# Mac OSX Snow Leopard 10.6.7 auf VMware Workstation



## bauchinj (3. Mai 2011)

Hallo!

Versuch grad, eine virtuelle Mac-Station auf einem Windows 7 Rechner mit VMware Workstation zum laufen zu bringen.

Nach langen Problemen und viel herumtüfftlerei bin ich nun so weit, dass ich mal keinen Fehler bei der Installation mehr bekommen (falsches Boot device, EFI Fehler und was es da sonst noch so gibt). Jetzt ist es aber noch viel schlimmer. Ich bekomme jetzt den Apfel auf dem grauen Hintergrund, was ich beim lesen diverser Anleitungen bereits des öfteren gesehen habe. Dort hieß es einhellig, dass in diesem Moment Mac installiert wird. aber bei den Abbildungen sa man auch "eine Animation laufen", bei mir ist es aber nur das beschriebene Bild.

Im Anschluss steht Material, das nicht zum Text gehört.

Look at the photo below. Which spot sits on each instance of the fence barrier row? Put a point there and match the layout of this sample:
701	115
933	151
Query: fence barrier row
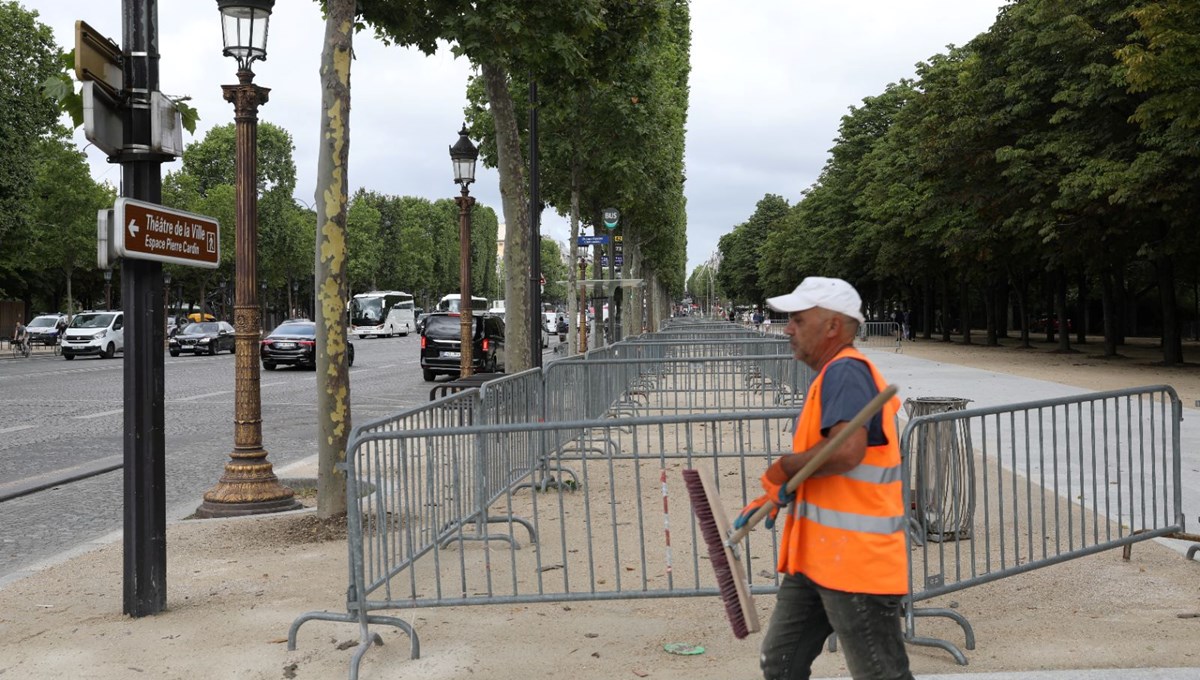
549	485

Hm... habs auch schon sicher eine Stunde nicht mehr angerührt => vermute, dass sich die Installation aus irgendeinem Grund aufgehängt hat. jetzt weiß ich nicht wirklich wie ich fortfahren soll. Hat jemand tipps für mich?

Danke schon jetzt für eure Hilfe.


----------



## big-bang90 (6. Mai 2011)

Hallo,

ich hatte die selben Probleme und wollte mich am Wochenende nochmals damit beschäftigen.
Wenn ich genaueres weiß, melde ich mich nochmal hier.

LG


----------